Thursday, February 5, 2009

A Bit Concerning Dracula, Evil Fellow.

When I told our Ancient Greek Philosopher that I was reading Dracula (this was last summer) he thought I might be going insane. Thank goodness AGP's not a real psychologist yet. Besides being an engrossing suspense/supernatural story, Dracula is also filled with worthwhile elements that make it more than just recreational reading. By putting his characters in the presence of the threat of a vampire, Bram Stoker, the Irish author of Dracula, edifies us by implanting in us a horrific and true vision of evil, by giving us a respect for the aids God gives us to combat it, and by presenting to us a marvelous work of character artistry.

Count Dracula of Transylvania first presents himself as a cultured aristocrat, the world-wise descendant of proud (and sometimes cruel) kings of the bleak Hungarian wilderness. He hides, of course, his trademark secret: he is a vampire.

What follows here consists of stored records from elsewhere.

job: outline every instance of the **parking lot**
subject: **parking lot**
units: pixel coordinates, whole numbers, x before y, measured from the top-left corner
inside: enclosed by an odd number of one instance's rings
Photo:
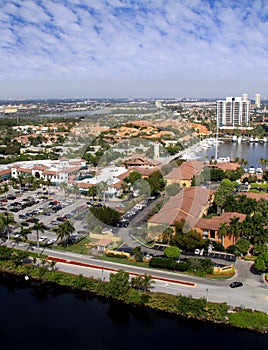
[[[31,229],[35,222],[44,225],[44,232],[39,232],[39,242],[55,244],[56,229],[65,220],[70,220],[75,232],[70,237],[71,243],[85,236],[88,232],[83,227],[83,221],[76,220],[76,214],[86,208],[85,200],[74,201],[71,198],[59,198],[56,194],[49,197],[32,191],[22,195],[7,195],[0,198],[0,212],[12,213],[14,225],[10,225],[10,237],[20,238],[21,227]],[[81,233],[83,231],[83,233]],[[36,232],[28,234],[28,240],[36,242]]]

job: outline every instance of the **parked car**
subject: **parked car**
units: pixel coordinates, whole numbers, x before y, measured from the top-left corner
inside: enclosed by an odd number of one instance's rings
[[[57,221],[61,221],[61,222],[64,222],[67,220],[67,218],[65,216],[60,216],[56,219]]]
[[[39,242],[45,242],[46,239],[47,239],[46,236],[41,236],[39,237]]]
[[[238,288],[238,287],[242,287],[242,286],[243,286],[243,283],[239,282],[239,281],[234,281],[234,282],[230,283],[231,288]]]
[[[16,196],[14,196],[13,194],[8,194],[7,195],[7,199],[9,199],[9,200],[13,200],[13,199],[16,199],[17,197]]]
[[[47,245],[54,244],[57,241],[56,238],[51,238],[47,241]]]

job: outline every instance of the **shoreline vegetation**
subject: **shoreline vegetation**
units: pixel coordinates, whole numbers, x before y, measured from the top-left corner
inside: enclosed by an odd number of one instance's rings
[[[166,315],[232,326],[260,334],[268,334],[268,314],[241,307],[230,307],[227,303],[212,303],[205,298],[169,295],[150,292],[150,276],[137,277],[135,284],[129,282],[129,274],[119,270],[109,281],[73,275],[56,269],[55,261],[46,256],[23,252],[11,248],[1,250],[0,274],[14,276],[21,283],[31,286],[32,282],[63,288],[65,291],[83,293],[88,297],[102,297],[118,301],[131,307],[142,307]]]

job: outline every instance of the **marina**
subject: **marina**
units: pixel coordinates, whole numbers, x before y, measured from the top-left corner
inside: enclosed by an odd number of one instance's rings
[[[261,169],[258,162],[260,158],[268,158],[268,143],[250,142],[224,142],[223,140],[210,138],[204,139],[197,144],[185,149],[181,153],[185,160],[199,159],[201,161],[231,161],[235,158],[247,160],[247,168],[250,166]]]

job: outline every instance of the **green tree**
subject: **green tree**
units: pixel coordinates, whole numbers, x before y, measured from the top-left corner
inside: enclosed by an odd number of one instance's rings
[[[229,233],[233,236],[233,244],[235,244],[237,237],[239,237],[241,234],[241,223],[239,222],[239,218],[236,216],[230,219]]]
[[[145,291],[148,291],[149,289],[151,289],[152,283],[154,283],[154,281],[152,280],[152,276],[145,273],[142,279],[142,283],[143,283],[143,287],[145,288]]]
[[[64,245],[68,244],[68,239],[71,236],[71,234],[74,232],[75,228],[70,223],[69,220],[64,221],[62,224],[60,224],[57,228],[57,239],[60,241],[63,241]]]
[[[45,231],[45,227],[43,223],[35,221],[32,229],[36,232],[37,251],[39,255],[39,232],[43,233]]]
[[[179,184],[172,184],[166,187],[166,194],[168,196],[175,196],[181,190],[181,186]]]
[[[80,195],[80,190],[79,190],[79,186],[77,183],[73,184],[72,186],[72,193],[74,194],[75,197],[75,201],[77,200],[77,196]]]
[[[235,254],[245,255],[247,254],[250,247],[250,242],[245,237],[240,237],[235,244]]]
[[[2,224],[4,225],[5,231],[7,233],[8,242],[10,240],[10,226],[15,223],[14,217],[12,214],[5,212],[1,217]]]
[[[258,255],[254,266],[258,271],[265,272],[268,269],[268,253]]]
[[[129,290],[129,274],[124,270],[119,270],[115,274],[110,274],[108,291],[111,296],[122,298]]]
[[[91,207],[90,212],[101,222],[107,225],[115,226],[119,219],[121,214],[110,207]]]
[[[221,244],[224,246],[224,237],[227,236],[229,233],[229,225],[227,222],[220,223],[220,226],[218,228],[218,234],[221,237]]]
[[[88,195],[89,196],[92,196],[92,200],[94,201],[94,198],[95,196],[97,195],[98,193],[98,190],[97,190],[97,187],[96,186],[91,186],[89,187],[88,189]]]
[[[141,247],[135,247],[132,251],[132,253],[134,254],[135,260],[137,262],[141,262],[142,261],[142,252],[141,252]]]
[[[229,179],[223,179],[219,188],[215,192],[215,203],[220,210],[223,210],[226,198],[230,196],[235,189],[234,183]]]
[[[149,177],[148,177],[148,183],[151,188],[152,194],[158,194],[161,192],[165,186],[165,182],[163,179],[163,175],[160,170],[154,171]]]
[[[127,181],[130,182],[131,185],[133,185],[137,180],[140,180],[141,177],[142,176],[138,171],[131,171],[127,178]]]
[[[164,254],[168,258],[178,259],[178,257],[181,255],[181,250],[178,247],[166,247],[164,249]]]
[[[203,247],[205,245],[205,240],[198,232],[190,230],[185,233],[176,233],[171,240],[171,244],[187,251],[197,247]]]

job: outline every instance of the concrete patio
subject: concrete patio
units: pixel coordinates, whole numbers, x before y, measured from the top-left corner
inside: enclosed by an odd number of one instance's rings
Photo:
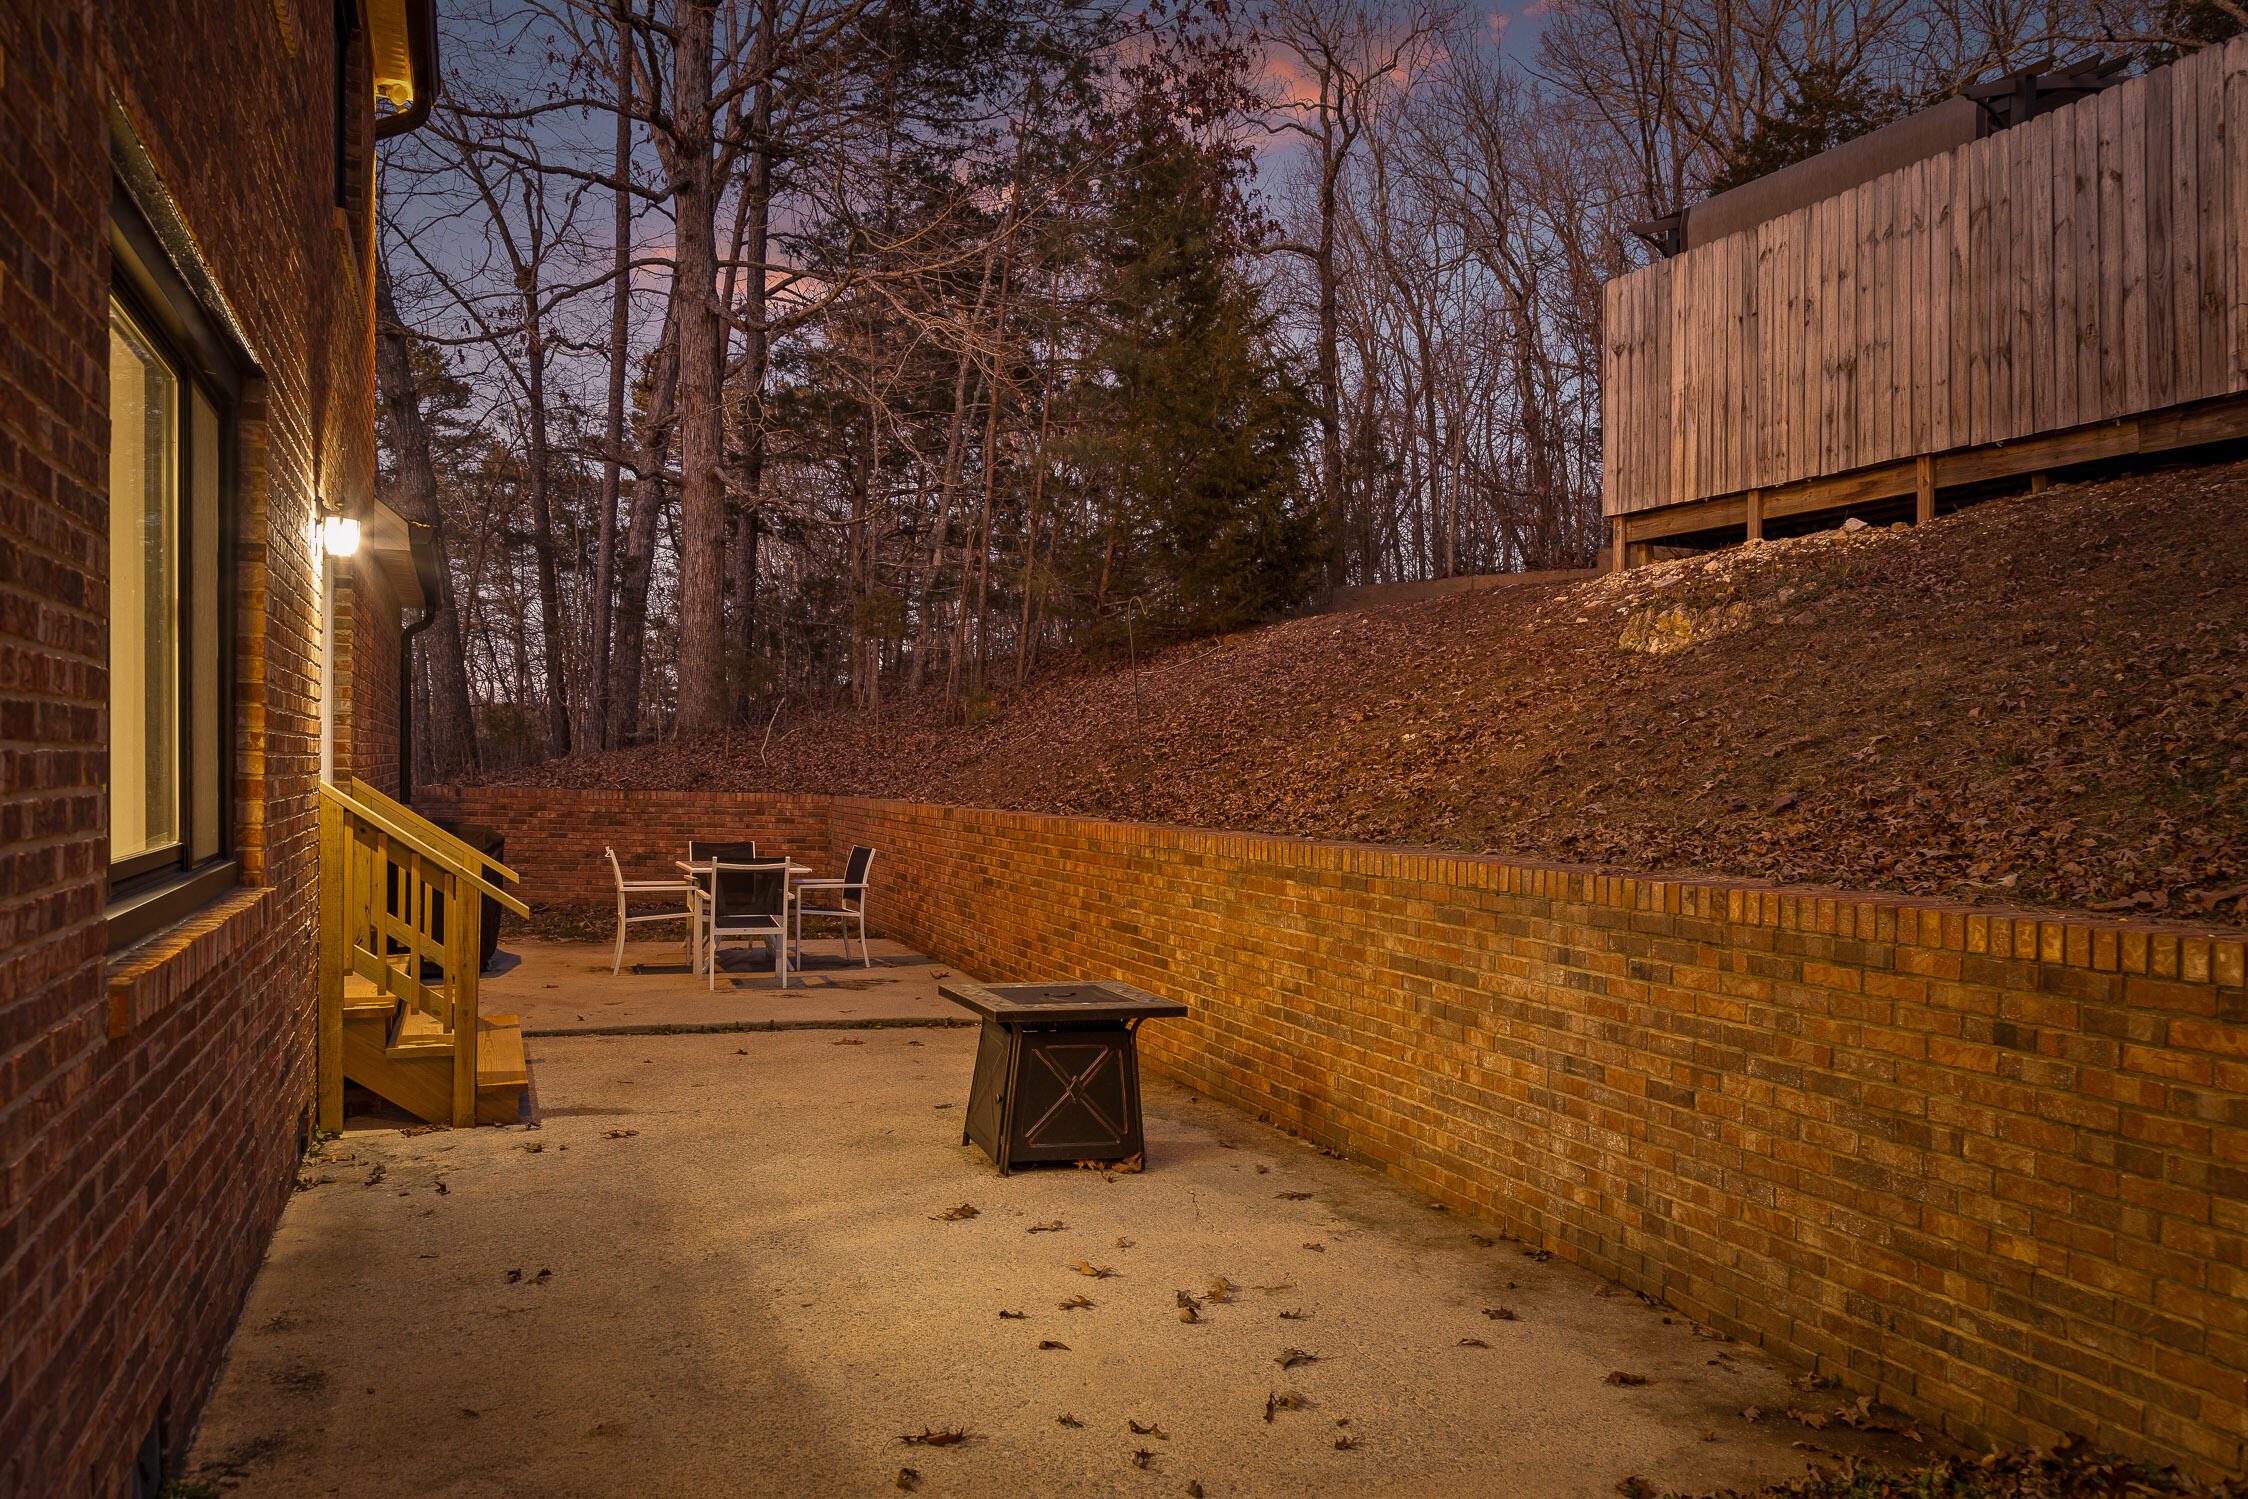
[[[1144,1174],[1001,1179],[960,1144],[975,1035],[927,1024],[949,970],[895,947],[871,987],[838,965],[786,994],[722,979],[718,1001],[612,979],[606,947],[516,950],[488,992],[534,1035],[536,1122],[359,1118],[306,1162],[189,1478],[1601,1499],[1627,1476],[1698,1492],[1821,1452],[1929,1455],[1790,1419],[1841,1402],[1159,1082]],[[831,1028],[557,1034],[766,1022]],[[968,1435],[901,1440],[948,1430]]]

Now, what exactly is a vampire? Intending all the horror the name implies, Stoker calls them "undead," a term clarified in greater degrees of horror as the novel progresses. Dracula, and later his female victim, have, in short, already died, but their bodies remain horribly incorrupt, doomed to involuntarily wander the world in search of bloody humans to devour until the vampires themselves are killed. They are empty and corrupt, dissolving into dust as soon as the evil powers stop sustaining them, just as evil itself is a frightful nothingness, an absence of the goods proper to a thing. The vampires do not need blood to live, they merely cannot resist it; this compares with addiction to sin: the addict does not need to continue to sin to live, but he cannot stop. Dracula can only sleep on cemetery soil blessed by a Catholic priest, and some of his actions are twisted allegories of the life of Jesus (such as the fact that he sleeps on a boat for three days before rising again in England); such parodies of the sacramental system are common in the occult, a faith of which the pre-dead Dracula was a definite and voluntary member. And of course, there is the drinking of human blood, both in the blatantly sickening scene in Transylvania where one of the characters finds the ruby blood of a small baby coloring the count's lips during a vampiric sleeping period and in the subtle fear in the scenes as the vampire's first English victim gradually has her life drained from her by an unseen intruder. As if this was not enough, Stoker directs our horror not only at evil in general, but the particular evil of sensual vice by having Dracula behave in a seductive matter toward his victims. Dracula embodies both evil's fascination and its emptiness.

Fortunately, Stoker places God himself in dramatic contrast to the evil of Dracula. While the use of the somewhat random, spiritually meritless objects like garlic seems to be reminiscent of the simple superstition of the Hungarian peasants, other objects carry God's power and anti-demonic wrath. As long as the dead victim has the crucifix on her chest, for example, she is unable to rise to become a vampire, a precaution that is voided when an unknowing beggar steals the crucifix. The most powerful weapon against the vampires, however, is Jesus himself in the Holy Eucharist. Whenever Dr. Van Huelsing holds the envelope containing the "Sacred Wafer," neither Dracula nor his victims can approach, and one of his victims is actually burned when the Eucharist touches her skin. (Dr. Van Huelsing does commit the a Eucharistic sacrilege at one point, but he had good intentions and may very well have not known that what he was doing was wrong.) Stoker sees the solution to such great evil in the redemptive power of God and the avenues of His power.

And finally, by putting his characters in such difficult situations, Bram Stoker is able to show off his own skills as a writer and use them to further accentuate his theme. Dracula, unlike some villains, is appropriately one of the least interesting characters in the story. Much more fascinating are the American cowboy, brilliant and sensitive Dr. Van Huelsing, and the conversion experience of the local psychologist. Stoker even has the style to make believeable in writing one of the most difficult sorts of scenes to pull off, that of grown men breaking into tears under their stress.

In short, Bram Stoker is an excellent author and Dracula is an excellent book.

5 comments:

Ancient Greek Philosopher said...

Thanks for posting this!! It's quite an interesting review. But I was kind of hoping it would be longer. Oh well...

Old Fashioned Liberal said...

Would you like me to add an appendix in verse?

Ancient Greek Philosopher said...

Sure!!!!!

Everglade said...

I've been wanting to read that! Thanks for the review!

Anonymous said...

Personally, I'll stick to Erik as being enought to handle (Phantom of the Opera), since his case is more likely to exist than Count Dracula.